Cerium oxide nanoparticle conjugation to microRNA-146a mechanism of correction for impaired diabetic wound healing

Diabetic wounds represent a significant healthcare burden and are characterized by impaired wound healing due to increased oxidative stress and persistent inflammation. We have shown that CNP-miR146a synthesized by the conjugation of cerium oxide nanoparticles (CNP) to microRNA (miR)-146a improves diabetic wound healing. CNP are divalent metal oxides that act as free radical scavenger, while miR146a inhibits the pro-inflammatory NF kappa B pathway, so CNP-miR146a has a synergistic role in modulating both oxidative stress and inflammation. In this study, we define the mechanism(s) by which CNP-miR146a improves diabetic wound healing by examining immunohistochemical and gene expression analysis of markers of inflammation, oxidative stress, fibrosis, and angiogenesis. We have found that intradermal injection of CNP-miR146a increases wound collagen, enhances angiogenesis, and lowers inflammation and oxidative stress, ultimately promoting faster closure of diabetic wounds. (c) 2021 Elsevier Inc. All rights reserved.

Automated summary

Diabetic wounds are a significant healthcare burden due to impaired wound healing caused by oxidative stress and inflammation. The synthesized CNP-miR146a, which consists of cerium oxide nanoparticles (CNP) conjugated with microRNA-146a, has been shown to improve diabetic wound healing.

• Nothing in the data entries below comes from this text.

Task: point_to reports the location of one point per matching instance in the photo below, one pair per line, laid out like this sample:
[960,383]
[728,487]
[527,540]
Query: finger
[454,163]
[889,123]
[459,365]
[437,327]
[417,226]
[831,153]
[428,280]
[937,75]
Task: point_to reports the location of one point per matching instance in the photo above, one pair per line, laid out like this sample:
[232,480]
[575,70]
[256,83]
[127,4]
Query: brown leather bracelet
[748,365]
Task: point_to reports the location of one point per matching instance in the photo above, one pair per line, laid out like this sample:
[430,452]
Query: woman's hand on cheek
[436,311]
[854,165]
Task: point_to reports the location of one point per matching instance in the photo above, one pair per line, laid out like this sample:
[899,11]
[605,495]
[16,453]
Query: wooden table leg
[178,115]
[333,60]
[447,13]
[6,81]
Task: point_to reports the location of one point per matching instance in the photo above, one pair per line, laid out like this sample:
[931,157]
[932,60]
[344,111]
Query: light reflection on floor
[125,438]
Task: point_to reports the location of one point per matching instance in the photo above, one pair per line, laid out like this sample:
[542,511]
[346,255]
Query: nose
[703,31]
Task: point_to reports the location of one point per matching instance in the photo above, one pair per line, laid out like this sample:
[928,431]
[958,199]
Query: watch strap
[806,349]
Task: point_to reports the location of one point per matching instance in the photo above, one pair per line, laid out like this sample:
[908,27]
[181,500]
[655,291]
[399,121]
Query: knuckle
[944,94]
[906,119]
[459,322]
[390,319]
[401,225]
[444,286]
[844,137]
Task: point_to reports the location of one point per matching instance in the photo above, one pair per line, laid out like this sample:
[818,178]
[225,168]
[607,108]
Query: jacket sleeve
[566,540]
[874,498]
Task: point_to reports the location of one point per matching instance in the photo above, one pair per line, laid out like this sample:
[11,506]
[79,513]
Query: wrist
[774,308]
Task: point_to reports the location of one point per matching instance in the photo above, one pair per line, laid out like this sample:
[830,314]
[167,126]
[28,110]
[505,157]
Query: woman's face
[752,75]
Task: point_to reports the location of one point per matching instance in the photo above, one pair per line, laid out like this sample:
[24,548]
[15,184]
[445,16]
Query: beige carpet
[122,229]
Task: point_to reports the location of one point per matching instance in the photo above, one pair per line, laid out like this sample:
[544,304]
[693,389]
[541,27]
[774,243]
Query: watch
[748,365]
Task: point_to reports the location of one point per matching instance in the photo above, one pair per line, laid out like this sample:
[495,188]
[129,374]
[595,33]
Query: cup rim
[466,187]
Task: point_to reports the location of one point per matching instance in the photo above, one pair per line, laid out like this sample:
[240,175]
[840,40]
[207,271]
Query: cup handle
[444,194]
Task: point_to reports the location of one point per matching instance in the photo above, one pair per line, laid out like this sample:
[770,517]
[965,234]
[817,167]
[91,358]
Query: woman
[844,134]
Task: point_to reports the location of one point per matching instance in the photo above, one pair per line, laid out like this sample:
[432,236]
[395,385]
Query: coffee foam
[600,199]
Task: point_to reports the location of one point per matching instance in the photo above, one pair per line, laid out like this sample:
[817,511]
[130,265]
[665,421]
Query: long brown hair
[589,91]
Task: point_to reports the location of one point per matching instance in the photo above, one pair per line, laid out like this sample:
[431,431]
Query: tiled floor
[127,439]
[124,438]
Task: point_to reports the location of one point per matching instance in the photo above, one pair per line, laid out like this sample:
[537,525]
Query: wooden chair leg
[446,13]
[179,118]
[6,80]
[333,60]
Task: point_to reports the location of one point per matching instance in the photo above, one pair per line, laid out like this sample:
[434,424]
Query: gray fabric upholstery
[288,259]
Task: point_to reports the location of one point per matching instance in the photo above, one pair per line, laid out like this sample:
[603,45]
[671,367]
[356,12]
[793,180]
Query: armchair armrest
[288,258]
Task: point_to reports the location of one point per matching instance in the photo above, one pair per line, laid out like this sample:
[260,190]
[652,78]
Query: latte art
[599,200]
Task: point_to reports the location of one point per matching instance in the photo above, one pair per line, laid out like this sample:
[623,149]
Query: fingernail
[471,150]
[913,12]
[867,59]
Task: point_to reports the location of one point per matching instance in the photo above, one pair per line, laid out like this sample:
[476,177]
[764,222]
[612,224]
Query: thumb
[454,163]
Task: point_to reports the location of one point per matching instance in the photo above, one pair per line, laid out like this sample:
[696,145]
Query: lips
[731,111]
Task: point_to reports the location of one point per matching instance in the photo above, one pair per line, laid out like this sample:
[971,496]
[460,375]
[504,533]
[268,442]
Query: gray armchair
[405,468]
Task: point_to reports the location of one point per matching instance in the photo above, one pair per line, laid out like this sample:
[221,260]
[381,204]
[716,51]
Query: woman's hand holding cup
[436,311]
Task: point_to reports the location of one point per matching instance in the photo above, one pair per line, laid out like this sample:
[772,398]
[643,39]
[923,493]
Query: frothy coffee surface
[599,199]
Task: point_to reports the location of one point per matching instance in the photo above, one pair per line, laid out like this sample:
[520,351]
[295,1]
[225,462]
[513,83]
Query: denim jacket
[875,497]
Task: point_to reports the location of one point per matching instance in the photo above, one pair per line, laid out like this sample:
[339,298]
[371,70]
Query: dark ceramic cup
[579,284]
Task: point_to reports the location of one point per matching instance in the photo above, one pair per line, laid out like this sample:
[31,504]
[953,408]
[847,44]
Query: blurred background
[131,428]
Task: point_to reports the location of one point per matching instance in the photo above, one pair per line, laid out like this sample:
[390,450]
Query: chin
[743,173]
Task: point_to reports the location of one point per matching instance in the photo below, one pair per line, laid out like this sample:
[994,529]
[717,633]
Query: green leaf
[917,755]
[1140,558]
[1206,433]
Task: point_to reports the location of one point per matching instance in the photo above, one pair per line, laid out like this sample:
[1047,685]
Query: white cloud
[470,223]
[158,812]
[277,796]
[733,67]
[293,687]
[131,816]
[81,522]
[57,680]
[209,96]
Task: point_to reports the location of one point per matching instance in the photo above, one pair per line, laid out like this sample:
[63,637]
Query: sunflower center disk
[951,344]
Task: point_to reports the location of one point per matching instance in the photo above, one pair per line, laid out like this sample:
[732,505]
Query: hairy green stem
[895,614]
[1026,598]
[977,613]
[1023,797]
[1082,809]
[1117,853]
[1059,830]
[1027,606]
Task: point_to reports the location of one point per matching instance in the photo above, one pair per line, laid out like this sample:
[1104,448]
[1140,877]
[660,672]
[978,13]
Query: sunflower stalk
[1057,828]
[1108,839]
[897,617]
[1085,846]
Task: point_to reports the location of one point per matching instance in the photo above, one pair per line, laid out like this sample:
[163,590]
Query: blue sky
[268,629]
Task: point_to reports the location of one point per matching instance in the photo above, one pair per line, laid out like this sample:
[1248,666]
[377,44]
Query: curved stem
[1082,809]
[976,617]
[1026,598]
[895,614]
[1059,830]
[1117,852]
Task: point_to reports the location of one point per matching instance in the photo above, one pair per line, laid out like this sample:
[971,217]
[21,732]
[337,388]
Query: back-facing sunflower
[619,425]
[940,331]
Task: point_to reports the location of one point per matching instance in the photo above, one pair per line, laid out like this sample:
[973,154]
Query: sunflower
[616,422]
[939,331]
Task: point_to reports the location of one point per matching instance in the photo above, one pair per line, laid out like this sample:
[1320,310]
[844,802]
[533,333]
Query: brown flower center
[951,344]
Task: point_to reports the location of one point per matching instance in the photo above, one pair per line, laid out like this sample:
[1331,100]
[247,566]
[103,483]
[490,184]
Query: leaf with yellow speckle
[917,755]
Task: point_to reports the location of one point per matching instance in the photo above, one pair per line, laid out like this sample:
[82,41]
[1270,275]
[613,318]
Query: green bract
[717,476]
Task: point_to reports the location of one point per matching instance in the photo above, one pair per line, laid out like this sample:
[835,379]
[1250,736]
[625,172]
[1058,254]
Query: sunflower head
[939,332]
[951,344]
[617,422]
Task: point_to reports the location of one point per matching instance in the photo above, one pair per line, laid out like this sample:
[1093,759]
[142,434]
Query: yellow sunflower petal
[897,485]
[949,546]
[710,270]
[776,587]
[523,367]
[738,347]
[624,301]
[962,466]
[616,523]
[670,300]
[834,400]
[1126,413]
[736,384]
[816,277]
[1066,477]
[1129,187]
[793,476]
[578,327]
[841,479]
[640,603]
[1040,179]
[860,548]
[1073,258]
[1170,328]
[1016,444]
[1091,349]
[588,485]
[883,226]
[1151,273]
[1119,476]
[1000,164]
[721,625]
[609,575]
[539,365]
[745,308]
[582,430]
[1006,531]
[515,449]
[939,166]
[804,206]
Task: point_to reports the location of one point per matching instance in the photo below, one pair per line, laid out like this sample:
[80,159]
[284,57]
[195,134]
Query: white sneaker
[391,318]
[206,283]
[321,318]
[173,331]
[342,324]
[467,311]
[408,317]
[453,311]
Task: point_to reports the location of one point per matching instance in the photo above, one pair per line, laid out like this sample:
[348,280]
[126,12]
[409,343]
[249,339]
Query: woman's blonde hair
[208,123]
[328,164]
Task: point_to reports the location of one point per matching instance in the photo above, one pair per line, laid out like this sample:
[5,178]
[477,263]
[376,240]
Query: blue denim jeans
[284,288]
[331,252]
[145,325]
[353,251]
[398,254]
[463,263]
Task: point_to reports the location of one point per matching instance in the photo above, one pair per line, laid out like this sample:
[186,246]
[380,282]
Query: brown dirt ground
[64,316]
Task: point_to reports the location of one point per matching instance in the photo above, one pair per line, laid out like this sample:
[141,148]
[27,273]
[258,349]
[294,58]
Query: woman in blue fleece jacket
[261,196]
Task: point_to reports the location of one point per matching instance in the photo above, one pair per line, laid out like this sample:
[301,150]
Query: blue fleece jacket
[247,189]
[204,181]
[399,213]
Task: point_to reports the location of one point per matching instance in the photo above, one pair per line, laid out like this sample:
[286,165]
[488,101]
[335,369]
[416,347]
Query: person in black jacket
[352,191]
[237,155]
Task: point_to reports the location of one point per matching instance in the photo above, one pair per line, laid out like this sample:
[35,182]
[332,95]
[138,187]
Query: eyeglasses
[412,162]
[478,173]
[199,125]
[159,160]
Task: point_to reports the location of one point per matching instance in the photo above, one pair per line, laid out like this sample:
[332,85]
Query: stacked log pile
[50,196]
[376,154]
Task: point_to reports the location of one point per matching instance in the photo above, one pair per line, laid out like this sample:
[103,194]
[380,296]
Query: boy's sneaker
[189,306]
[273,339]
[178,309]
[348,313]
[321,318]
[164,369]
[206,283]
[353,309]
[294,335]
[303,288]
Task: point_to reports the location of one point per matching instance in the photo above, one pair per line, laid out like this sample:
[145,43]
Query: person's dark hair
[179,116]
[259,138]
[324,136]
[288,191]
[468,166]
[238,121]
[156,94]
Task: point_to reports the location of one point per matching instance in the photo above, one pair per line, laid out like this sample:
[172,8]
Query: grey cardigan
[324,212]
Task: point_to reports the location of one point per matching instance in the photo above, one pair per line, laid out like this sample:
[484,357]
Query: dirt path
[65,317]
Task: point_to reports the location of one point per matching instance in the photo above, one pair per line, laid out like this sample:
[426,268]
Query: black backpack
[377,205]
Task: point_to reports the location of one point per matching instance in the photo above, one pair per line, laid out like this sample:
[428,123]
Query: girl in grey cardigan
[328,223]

This is achieved through the combined effects of CNP's free radical scavenger properties and miR146a's inhibition of the inflammatory pathway. The study investigates the mechanisms by which CNP-miR146a promotes diabetic wound healing, focusing on markers of inflammation, oxidative stress, fibrosis, and angiogenesis. The results demonstrate that intradermal injection of CNP-miR146a increases wound collagen, enhances angiogenesis, and reduces inflammation and oxidative stress, leading to faster closure of diabetic wounds.